J16.3 The National Disaster Preparedness Training Center: Training for a Weather-Ready Nation

Wednesday, 13 January 2016: 1:45 PM
Room 353 ( New Orleans Ernest N. Morial Convention Center)
Owen H. Shieh, National Disaster Preparedness Training Center, Honolulu, HI; and T. Bedard

The National Disaster Preparedness Training Center (NDPTC) is the member of the National Domestic Preparedness Consortium that is tasked to develop and deliver Federal Emergency Management Agency (FEMA) certified training courses for the United States and its flag and trust territories to help the nation prepare for, respond to, recover from, and mitigate against natural hazards. NDPTC training courses are mobile and instructor led, reaching over 18,000 state and local emergency managers, responders, and citizens in the “whole community” across the nation since 2010. As a Weather-Ready Nation Ambassador, the NDPTC contributes to the education and outreach mission of the National Weather Service (NWS), providing discussion and activity-based training opportunities at no charge to participants, which complements the existing outreach efforts of local Weather Forecast Offices. This talk provides an overview of NDPTC and its training philosophy for the purpose of exploring ideas for productive partnerships. Feedback is invited on how to better integrate nationally standardized training into local training paradigms and into the Weather-Ready Nation initiative.

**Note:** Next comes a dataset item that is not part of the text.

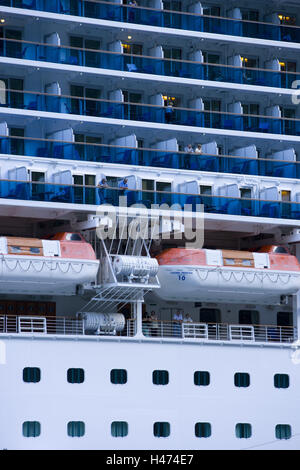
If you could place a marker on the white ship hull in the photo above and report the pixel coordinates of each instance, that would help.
(194, 283)
(97, 402)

The NDPTC Weather & Climate Program has developed a series of nationally standardized, FEMA-certified training courses following the process established by the FEMA National Training and Education Division. Subject matter experts contribute to the development of course content, including presentation slides, instructor guides, participant guides, and handouts. After passing the demo and target audience pilot phases, the course undergoes a rigorous third-party FEMA review. Feedback form the relevant entities within the NWS are also solicited. After the final course is edited and submitted, FEMA issues a course number for the training, which can be requested and delivered in any U.S. state and territory with approval from the State Administrative Agency/Training Point of Contact. The courses are either 4 hours or 8 hours long. Some are broad in scope, whereas others are specific to a certain weather hazard, all led by two instructors (one meteorologist and one emergency manager or responder), or by one instructor with experience in both science and operations/training.

Aside from education and outreach, the NDPTC Weather & Climate Program has also been at the forefront of establishing innovative academic/public/private partnerships. The program draws on both the academic and private sectors to fill instructor positions, in addition to collaborative efforts with the NWS. Furthermore, NDPTC's new facility within the NOAA Inouye Regional Center in Pearl Harbor has allowed partnerships between NOAA/NWS and the Department of Defense. In 2015, the NDPTC founded the Joint Science Internship for Pacific Resilience and Security, which brings earth science and engineering upperclassmen from the U.S. military service academies to NDPTC for an intensive 3-week program that motivates the new generation of scientist-leaders to think critically and apply their education to the most pressing civil-military issues in the fields of natural hazards science and management. Through efforts in both training and partnership building, the NDPTC bridges the gap between science and decision-making and contributes toward a Weather-Ready Nation.